Leonillo, however, who seemed to have an unfailing instinct for a Montfort, was willingly accepting the eager and delighted attentions of the little girl; though he preferred those of her father, and cowered down beneath his hand, with depressed ears and gently waving tail, as though there were something in the touch and voice that conferred what was as near bliss as the faithful creature could enjoy without his deity and master.
Meantime, the Grand Prior discreetly removed his joint-stool out of hearing of the two cousins, and called the little maid to rehearse to him the Credo and Ave, with their English equivalents-a task that pretty Bessee highly disapproved after the fortnight's dissipation, and would hardly have performed for one less beloved of children than Father Robert.
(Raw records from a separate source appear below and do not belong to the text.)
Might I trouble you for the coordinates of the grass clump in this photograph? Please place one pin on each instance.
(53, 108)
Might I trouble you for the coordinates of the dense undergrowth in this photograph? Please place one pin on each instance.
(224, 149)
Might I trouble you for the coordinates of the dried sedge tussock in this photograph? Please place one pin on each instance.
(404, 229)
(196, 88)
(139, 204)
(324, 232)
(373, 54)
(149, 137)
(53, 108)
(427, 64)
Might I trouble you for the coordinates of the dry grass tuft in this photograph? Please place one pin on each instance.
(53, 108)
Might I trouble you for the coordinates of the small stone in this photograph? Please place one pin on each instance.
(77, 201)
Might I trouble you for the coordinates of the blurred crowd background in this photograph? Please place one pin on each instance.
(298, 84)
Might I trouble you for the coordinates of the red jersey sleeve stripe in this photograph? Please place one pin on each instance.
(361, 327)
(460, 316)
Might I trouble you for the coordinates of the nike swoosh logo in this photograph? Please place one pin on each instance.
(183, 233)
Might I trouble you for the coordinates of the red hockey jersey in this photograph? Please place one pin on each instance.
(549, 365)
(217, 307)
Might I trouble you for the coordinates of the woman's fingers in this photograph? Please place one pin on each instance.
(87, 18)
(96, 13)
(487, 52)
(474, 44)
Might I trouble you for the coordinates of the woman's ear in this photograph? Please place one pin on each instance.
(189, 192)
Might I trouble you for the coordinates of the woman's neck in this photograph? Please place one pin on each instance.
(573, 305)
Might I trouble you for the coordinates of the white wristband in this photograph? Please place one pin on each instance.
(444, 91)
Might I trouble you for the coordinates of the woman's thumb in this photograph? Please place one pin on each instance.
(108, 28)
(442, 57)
The good Grand Prior knew that the King would have much to say that would beseem no ear save his kinsman's; and in effect Edward told what none besides would ever hear respecting the true author of the attempts on his own life.
"Spiteful fox. Such Simon ever was!" was the beggar's muttered comment. "Well that he knows not of my poor child! So, cousin, thou hast kept his counsel," he added in a different tone. "I thank thee in the name of Montfort and Leicester. It was well and nobly done."
And Henry de Montfort held out his hand with the dignity of head of the family whose honour Edward had shielded.
"It was for thy father's sake and Richard's," said Edward, receiving the acknowledgment as it was meant.